Zum Buch:
Konstantinopel, die einst so stolze Hauptstadt des Byzantinischen Kaiserreiches, hat schon weitaus bessere Tage gesehen. Heute besteht das ehemals blühende Handelszentrum des gesamten Mittelmeerraumes nur mehr aus dem eigentlichen Stadtgebiet und einer Handvoll im Umkreis verstreuter Dörfer und Weiler. Alles in allem leben hier vielleicht 40.000 Menschen.
Das ist nicht gerade viel, wenn man bedenkt, dass Sultan Mehmet II., auch bekannt als Mehmet der Eroberer, als er sich anschickt, die Stadt zu belagern, einen ganzen Monat braucht, allein um seine Streitmacht in Stellung zu bringen. 200.000 Mann. Ein gewaltiges Heer. Die Verteidiger bringen es gerade mal auf 10.000 fähige Kämpfer, und eine Entsatzarmee wird nicht kommen, soviel steht fest. Aber sie haben einen großen Vorteil: Eine riesige Mauer, mit Wehrtürmen bespickt, neunzehn Kilometer lang, vom Marmarameer bis zum Goldenen Horn, ein Bollwerk, das sich einer fast 100jährigen Bedrohung bisher widersetzt hatte.

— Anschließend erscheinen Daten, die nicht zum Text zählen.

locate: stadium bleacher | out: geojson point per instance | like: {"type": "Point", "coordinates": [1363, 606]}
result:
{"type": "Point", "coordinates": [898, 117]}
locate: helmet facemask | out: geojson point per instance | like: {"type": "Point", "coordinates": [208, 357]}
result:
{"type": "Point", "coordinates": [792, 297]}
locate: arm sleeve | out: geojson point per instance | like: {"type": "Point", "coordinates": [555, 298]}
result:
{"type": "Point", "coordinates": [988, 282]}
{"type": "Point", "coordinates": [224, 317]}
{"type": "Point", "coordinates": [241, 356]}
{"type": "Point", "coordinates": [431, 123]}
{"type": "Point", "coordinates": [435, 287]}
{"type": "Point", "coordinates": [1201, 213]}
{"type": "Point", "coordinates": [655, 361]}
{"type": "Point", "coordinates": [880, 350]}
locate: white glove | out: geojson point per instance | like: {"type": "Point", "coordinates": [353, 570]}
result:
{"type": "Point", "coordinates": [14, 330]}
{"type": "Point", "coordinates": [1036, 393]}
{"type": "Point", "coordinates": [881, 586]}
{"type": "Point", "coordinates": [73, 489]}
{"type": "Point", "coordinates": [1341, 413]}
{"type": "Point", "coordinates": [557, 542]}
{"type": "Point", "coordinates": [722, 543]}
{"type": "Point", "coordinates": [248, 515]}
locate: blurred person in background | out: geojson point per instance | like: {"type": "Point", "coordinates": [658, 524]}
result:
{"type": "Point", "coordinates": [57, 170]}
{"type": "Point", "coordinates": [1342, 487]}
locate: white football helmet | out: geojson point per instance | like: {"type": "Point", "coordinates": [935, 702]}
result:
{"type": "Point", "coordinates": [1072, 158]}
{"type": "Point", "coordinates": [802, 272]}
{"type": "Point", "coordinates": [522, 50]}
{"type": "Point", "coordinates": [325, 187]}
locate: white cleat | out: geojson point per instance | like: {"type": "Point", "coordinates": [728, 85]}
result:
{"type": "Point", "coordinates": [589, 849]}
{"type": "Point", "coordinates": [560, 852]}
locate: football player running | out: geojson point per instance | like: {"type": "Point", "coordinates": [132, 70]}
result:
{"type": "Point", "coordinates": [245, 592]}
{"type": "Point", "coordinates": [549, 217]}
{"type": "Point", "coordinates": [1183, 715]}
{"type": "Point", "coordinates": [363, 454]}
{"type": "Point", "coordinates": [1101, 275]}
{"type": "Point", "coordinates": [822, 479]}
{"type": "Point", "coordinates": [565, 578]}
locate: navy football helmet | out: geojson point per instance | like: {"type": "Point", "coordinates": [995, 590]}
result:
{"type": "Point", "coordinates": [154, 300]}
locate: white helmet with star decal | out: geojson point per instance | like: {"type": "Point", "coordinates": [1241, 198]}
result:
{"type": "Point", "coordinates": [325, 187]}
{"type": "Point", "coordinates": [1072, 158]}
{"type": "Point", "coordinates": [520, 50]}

Es ist Frühling am Bosporus. Anfang April 1453. Die Schlacht beginnt mit einem furchterregenden, nie da gewesenen Dauerfeuer aus Dutzenden Kanonen. Anderthalb Monate später ist die Entscheidung gefallen.
Der Klappentext zitiert Denis Scheck, Mich hat dieses Werk in einen regelrechten Leserausch versetzt, wie ich ihn lange nicht mehr erlebt habe. Da kann ich mich nur anschließen, denn genau das ist mir bereits bei Roger Crowleys Buch Entscheidung im Mittelmeer. Europas Seekrieg gegen das Osmanische Reich 1521-1580 passiert. Gäbe es ein weiteres Buch von Crowley, egal über welches Thema, ich würde wieder alles liegen und stehen lassen.